In general, the word "vinaigrette" is translated from French as "vinegar", the salad got its name from the dressing, which includes a weak three percent bite.

But in the modern variation of this salad, vinegar is not always added to it, it can be completely neglected, especially if pickled cucumbers are included in the vinaigrette with sauerkraut. In this case, the vinaigrette can be seasoned only with vegetable oil, and this will not make the salad less tasty.

For those who prefer it spicier, below is a recipe for vinegar dressing and you may well use it in this vinaigrette (of course, excluding vegetable oil from the ingredients of the first table). This time I decided to fill the salad with ordinary sunflower oil.

So, a simple vinaigrette recipe with cabbage. But first, let's decide what you need for a vinaigrette with cabbage:

Salad vinaigrette ingredients with sauerkraut
Beet 1 medium (200-250 grams)
Potato 2-3 pieces (250 grams)
Sauerkraut 200 grams
Carrot 1 small (100 grams)
Pickled or pickled cucumbers 2 pieces (200 grams)
Onion or green 100 grams
Vegetable oil 8 tablespoons
Parsley greens (optional) a few branches

If you want to dress the salad with sauce, then before you make the vinaigrette with sauerkraut, prepare the sauce itself. Pound sugar and salt in vegetable oil, add mustard and ground black pepper, then dilute everything with vinegar and mix thoroughly. Refueling cooking. Use it in the steps of the recipe where vegetable oil is indicated.

Another selection of delicious salads has been collected.

How to cook a regular vinaigrette recipe with cabbage

Boil potatoes and carrots. We lower the vegetables into a pot of boiling water and cook over medium heat for 30-40 minutes. Check readiness with a fork. When the fork enters freely into the vegetables, they are ready.
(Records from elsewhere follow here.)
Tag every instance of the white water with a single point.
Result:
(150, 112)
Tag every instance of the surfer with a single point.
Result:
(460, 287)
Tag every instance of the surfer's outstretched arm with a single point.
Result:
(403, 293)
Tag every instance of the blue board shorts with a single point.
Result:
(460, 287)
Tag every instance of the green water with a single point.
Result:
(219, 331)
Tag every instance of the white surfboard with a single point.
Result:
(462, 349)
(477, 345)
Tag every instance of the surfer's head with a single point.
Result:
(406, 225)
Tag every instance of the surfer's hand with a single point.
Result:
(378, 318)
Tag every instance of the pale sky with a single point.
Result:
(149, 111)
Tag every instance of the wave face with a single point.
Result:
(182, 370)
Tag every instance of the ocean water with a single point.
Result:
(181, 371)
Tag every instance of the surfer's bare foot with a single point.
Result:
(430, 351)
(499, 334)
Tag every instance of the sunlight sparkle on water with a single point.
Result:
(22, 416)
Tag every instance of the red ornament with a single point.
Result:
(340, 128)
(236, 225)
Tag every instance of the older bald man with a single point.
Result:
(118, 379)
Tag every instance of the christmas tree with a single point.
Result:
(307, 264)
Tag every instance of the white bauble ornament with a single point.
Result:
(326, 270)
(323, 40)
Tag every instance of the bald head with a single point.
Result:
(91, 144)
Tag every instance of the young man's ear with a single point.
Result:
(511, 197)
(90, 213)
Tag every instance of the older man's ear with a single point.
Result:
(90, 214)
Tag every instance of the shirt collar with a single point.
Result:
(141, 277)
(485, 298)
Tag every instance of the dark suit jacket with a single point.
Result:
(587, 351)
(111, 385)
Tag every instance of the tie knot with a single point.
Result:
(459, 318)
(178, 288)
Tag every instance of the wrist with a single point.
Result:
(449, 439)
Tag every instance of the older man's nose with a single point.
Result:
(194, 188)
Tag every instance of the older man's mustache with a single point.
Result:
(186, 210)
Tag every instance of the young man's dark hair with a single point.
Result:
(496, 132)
We drain the broth from them and cool. It's best to boil the potatoes and carrots at least a few hours before making the cabbage vinaigrette and keep the vegetables in the fridge. Then it will be easy to cut them into beautiful small cubes.

We also boil the beets until tender. You can on the stove in a pot of water, you can in a slow cooker. Another option is to bake in the oven in foil. Recently I have been cooking beets in a slow cooker in a bag, it turns out pretty quickly, cleanly and without an unpleasant smell for the whole house. We also cool the boiled beets well.

When all the products are prepared, we proceed to cutting.

First cut the beets into small cubes.

Put the cubes of beets in a bowl and pour 2 tablespoons of vegetable oil (or dressing). Mix well and set aside. The beets will coat with oil and won't color the rest of the salad too much.

We cut potatoes.

We chop carrots into cubes.

Pickled or pickled cucumbers are also cut into cubes.

We chop the onion.

We sort out the sauerkraut and also cut it, getting rid of large pieces.